Photographs of Old Airplane Radios
From the library of Larry Brian Radka
(A Proud Possessor of an FCC First Class Radio Telephone License)
The following report on “Airplane Radio-Telephone and Telegraph Sets” was made by the Chief Signal Officer in the United States, Major-General George O. Squier, in the January 18, 1919 issue of Electrical World:
“Prior to April 1917, a few experiments had been made in which speech had been transmitted from airplane to ground by radio methods, but the apparatus involved was hopelessly crude. On may 29, 1917, the Chief Signal Officer called a conference in his office at which the project of evolving a “voice command” equipment for airplanes which should meet all the severe requirements of the military service and which should be thoroughly standardized for quantity production was definitely set in motion against time. The plan for accomplishing this was the same as in the evolution of the Liberty engine, and from the beginning, this project was regarded as one of the major creative efforts in the development of the American Air Service. The present airplane radiophone, therefore, is the result of a period of intensive development work begun shortly after we entered the war. The services of the Western Electric engineers were enlisted, and under the direction of the Signal Corps rapid development resulted in successful tests as early as August, 1917. Speech was exchanged between airplanes 25 miles (40 km.) apart in October, and sample sets were sent at once to the army in France for trial. Several thousand sets were ordered and have been completed and distributed to flying fields here and to the air service in France.
“The satisfactory performance of this apparatus has resulted in a new type of military unit known as a voice command squadron. The commander of an air fleet directs the movements of the individual units in any manner desired. The effectiveness of the squadron as a military machine is thereby enormously increased.
“Other uses are communicating information from airplanes to ground stations and in directing one or more airplanes from a ground station. Innumerable applications will evolve as possibilities are realized.
“The essential elements of the airplane radiophone are the power equipment, the radio equipment and the antenna.
“a. The power equipment includes a double-voltage direct-current generator driven by an air fan, with a vacuum-tube voltage regulator.
“b. The radio equipment consists of the vacuum tube transmitting and receiving set and the special telephone transmitters and receivers.
“c. The antenna originally consisted of a flexible copper wire several hundred feet long, unreeled by the aviator and trailing almost horizontally behind the airplane. Modified antennas using much shorter wires fixed to the framework are now used.

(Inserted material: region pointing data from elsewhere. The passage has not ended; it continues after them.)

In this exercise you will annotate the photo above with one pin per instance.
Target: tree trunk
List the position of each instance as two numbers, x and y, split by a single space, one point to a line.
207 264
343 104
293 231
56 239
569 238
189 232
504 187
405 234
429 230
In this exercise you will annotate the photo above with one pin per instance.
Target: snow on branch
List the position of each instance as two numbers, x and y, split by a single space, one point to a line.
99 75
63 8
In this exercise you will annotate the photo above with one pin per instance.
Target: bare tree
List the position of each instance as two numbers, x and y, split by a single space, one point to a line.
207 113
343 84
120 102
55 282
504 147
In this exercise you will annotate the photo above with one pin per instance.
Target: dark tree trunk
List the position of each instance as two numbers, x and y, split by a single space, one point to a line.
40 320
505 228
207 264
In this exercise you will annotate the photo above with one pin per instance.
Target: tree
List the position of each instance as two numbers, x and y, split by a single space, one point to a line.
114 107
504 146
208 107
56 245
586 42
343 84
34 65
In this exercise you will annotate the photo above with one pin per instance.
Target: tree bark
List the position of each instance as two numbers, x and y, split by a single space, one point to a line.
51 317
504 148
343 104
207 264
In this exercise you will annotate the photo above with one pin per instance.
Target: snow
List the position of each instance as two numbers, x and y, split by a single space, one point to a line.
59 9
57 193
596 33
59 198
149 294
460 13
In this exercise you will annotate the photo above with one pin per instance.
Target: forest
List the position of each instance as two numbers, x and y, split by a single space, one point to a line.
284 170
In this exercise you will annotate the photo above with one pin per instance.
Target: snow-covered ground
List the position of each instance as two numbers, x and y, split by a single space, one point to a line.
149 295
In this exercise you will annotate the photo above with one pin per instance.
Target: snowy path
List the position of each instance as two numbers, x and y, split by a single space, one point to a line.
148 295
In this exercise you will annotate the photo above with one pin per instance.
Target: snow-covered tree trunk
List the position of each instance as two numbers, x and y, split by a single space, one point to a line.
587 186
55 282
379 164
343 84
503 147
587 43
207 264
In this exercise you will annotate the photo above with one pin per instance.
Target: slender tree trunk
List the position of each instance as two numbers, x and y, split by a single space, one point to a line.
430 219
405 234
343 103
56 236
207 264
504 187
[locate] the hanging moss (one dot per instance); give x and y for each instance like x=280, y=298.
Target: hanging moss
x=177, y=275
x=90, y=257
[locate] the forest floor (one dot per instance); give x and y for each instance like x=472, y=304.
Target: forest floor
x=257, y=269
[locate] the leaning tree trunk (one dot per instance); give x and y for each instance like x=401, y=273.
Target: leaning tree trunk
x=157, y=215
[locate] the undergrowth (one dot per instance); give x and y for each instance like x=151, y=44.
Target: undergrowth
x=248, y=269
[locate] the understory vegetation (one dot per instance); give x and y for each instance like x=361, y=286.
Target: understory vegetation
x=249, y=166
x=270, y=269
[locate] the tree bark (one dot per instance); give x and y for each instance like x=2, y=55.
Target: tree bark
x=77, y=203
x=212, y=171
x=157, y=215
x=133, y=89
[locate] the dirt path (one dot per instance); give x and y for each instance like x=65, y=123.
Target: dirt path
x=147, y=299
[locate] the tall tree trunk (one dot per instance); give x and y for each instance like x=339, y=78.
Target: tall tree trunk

A WWI type of airplane radio. Note the insulator and antenna connector
“The operation of the sets is extremely simple, all adjustments being made before leaving the ground. The only manipulation required of the aviator is that of the change-over switch to change from talking to listening.
“The principal use of radio communication made during the war was in sending radio-telegraph signals from observation airplanes for controlling artillery fire. The French developed a self-contained set, which has been demonstrated to be far superior to any other airplane set.
“It consists of three units—first, the 200 watt, 900 cycle alternator, driven by a regulating air fan and containing a streamline case attached to the generator and all the elements of the radio set. The radio apparatus is of the synchronous-spark type, with four spark tones and nine wavelengths. The weight of the complete unit is 23 lb. (10.4 kg.) and the size only 6 in. by 6 in. by 20 in. (15 cm. by 15 cm. by 66 cm.). The regulation air fan maintains the speed of the generator within four per cent of 4500 r.p.m. with air velocities between 60 and 200 miles an hour.
“The remaining units in the complete set are a variometer or tuning coil, with antenna ammeter attached, and the antenna system, comprising a reel, insulated bushing and trailing antennas. When it is realized that voltages of 30,000 or more are produced by this set, the difficulties of insulation in such restricted space will be appreciated. Ranges of communication of 100 miles (160 km) have been accomplished with this set.”
This was a significant distance for old airplane radios, until the age of the real high flyers.